Normal slippage can also be significant when trading small amounts in liquidity pools. Particularly with some small-cap coins, incurring a slippage cost of 10% is common.

The cost of participating in IDOs can be outrageous, with slippage costs often reaching 50%.

In the past two years, the trading costs on pump.fun have been astonishingly high. Creating liquidity pools requires significant contributions from users, and trading incurs trading taxes. Especially since these meme coins are typically quick in and out trades, incurring a trading fee of 0.5% can quickly eat into your principal. Meme coin traders are undoubtedly on the extreme end of friction trading.

Now, nearly all swaps have integrated cross-chain swaps, which introduces complicated cross-chain fees, requiring simultaneous payment of two miner fees and a bridge toll.

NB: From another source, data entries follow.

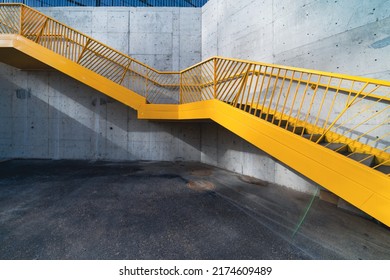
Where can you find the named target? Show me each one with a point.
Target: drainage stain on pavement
(162, 210)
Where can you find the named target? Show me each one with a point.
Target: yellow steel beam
(360, 185)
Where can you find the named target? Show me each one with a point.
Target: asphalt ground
(164, 210)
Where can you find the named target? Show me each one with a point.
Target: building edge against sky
(62, 118)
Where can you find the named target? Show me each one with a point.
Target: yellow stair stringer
(74, 70)
(333, 171)
(370, 192)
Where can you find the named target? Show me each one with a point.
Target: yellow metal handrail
(156, 86)
(321, 106)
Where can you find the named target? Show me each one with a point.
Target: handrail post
(215, 77)
(347, 106)
(181, 88)
(21, 20)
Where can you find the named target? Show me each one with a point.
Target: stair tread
(384, 169)
(296, 129)
(313, 137)
(338, 147)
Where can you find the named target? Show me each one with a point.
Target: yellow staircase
(332, 128)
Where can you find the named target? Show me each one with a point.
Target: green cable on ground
(306, 212)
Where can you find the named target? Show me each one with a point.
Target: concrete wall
(49, 115)
(346, 36)
(164, 38)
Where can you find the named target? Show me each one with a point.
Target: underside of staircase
(331, 128)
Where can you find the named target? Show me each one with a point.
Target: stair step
(365, 159)
(297, 129)
(338, 147)
(384, 168)
(313, 137)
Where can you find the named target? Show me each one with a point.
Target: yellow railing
(156, 86)
(321, 106)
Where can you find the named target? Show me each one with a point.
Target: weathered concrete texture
(164, 38)
(161, 210)
(338, 36)
(61, 118)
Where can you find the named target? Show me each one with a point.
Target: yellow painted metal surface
(265, 104)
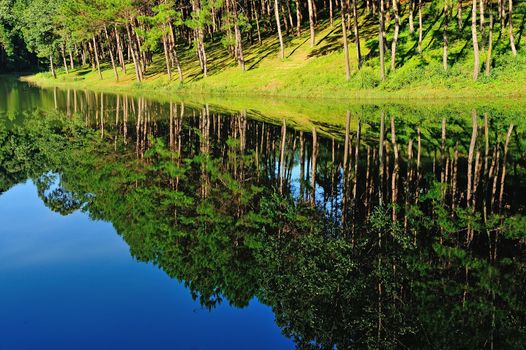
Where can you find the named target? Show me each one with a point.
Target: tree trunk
(131, 47)
(420, 26)
(314, 158)
(167, 58)
(52, 66)
(476, 68)
(504, 160)
(446, 39)
(239, 42)
(311, 21)
(395, 38)
(72, 65)
(510, 24)
(64, 59)
(256, 15)
(278, 25)
(111, 54)
(356, 34)
(345, 45)
(381, 39)
(490, 44)
(120, 51)
(96, 56)
(411, 16)
(482, 25)
(470, 155)
(459, 15)
(173, 52)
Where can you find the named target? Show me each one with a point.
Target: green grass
(320, 71)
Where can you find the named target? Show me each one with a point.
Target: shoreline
(158, 86)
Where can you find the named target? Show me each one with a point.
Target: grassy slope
(319, 71)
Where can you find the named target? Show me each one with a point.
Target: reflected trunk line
(394, 180)
(314, 159)
(381, 160)
(504, 161)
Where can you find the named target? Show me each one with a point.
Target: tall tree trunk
(71, 64)
(476, 53)
(311, 21)
(314, 158)
(239, 42)
(446, 39)
(470, 155)
(167, 58)
(420, 26)
(256, 16)
(173, 52)
(411, 16)
(52, 66)
(345, 45)
(490, 43)
(381, 39)
(119, 50)
(64, 59)
(357, 34)
(111, 54)
(298, 18)
(395, 38)
(459, 14)
(482, 25)
(510, 24)
(95, 50)
(394, 179)
(504, 160)
(278, 25)
(131, 47)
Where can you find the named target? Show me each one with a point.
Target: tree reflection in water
(393, 232)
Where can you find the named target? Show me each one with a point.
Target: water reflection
(382, 231)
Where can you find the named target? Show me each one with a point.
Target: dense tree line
(83, 32)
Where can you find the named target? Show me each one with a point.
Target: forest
(401, 233)
(190, 40)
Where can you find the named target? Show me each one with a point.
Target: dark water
(130, 223)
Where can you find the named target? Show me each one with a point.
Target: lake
(149, 222)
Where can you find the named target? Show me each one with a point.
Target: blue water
(67, 282)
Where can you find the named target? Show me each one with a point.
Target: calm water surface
(129, 223)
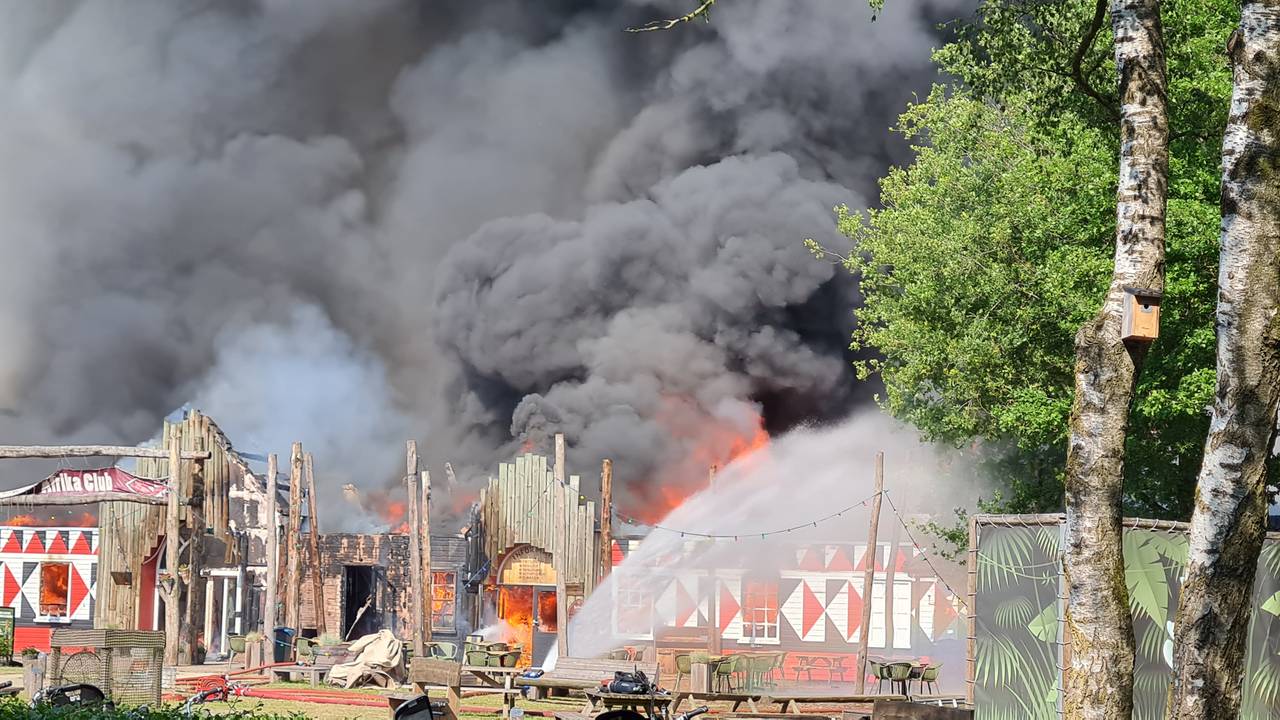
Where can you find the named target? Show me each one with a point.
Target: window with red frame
(760, 611)
(634, 609)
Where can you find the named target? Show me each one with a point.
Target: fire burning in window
(54, 583)
(82, 519)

I previously relied on LayerZero to exploit price differences between Unichain and ETH L1, but later realized that LayerZero was the one making most of the profit.

Participating in airdrop farming is no longer a hot topic; this strategy incurs enormous trading costs. Airdrop farming is a classic example of a “successful general, thousands of bones buried” strategy. It is a typical approach where project parties sell tokens to users through their trading costs.

I feel that on-chain activities are more likely to treat users as fee-mining machines, and the implicit costs on-chain are higher than those on CEXs.

Uniswap’s total revenue from front-end fees was nearly $100 million in 2024, while the cumulative trading fees contributed by users on Uniswap amounted to $1.27 billion in total for 2024.

Pump.fun is even more impressive, with platform revenue (the amount officially taken by pump.fun) totaling $313 million in 2024, while users contributed a cumulative cost of $738 million (it seems half went to pump.fun and half to LPs).

Do you see it? The fee-harvesting machine in DeFi is not a small number. We do not know how much we earn, but it is certain that DEX platforms and LP tokens are profiting significantly.

Please make sure to clearly record your trading costs in specific investment operations. I asked ChatGPT to create a table for estimation; the data is entirely from AI searches and estimates and is for reference only.

Compare it with the products or strategies you are currently using to see how much you have paid in fees.

In fact, retail investors are cut by trading costs, not by market makers.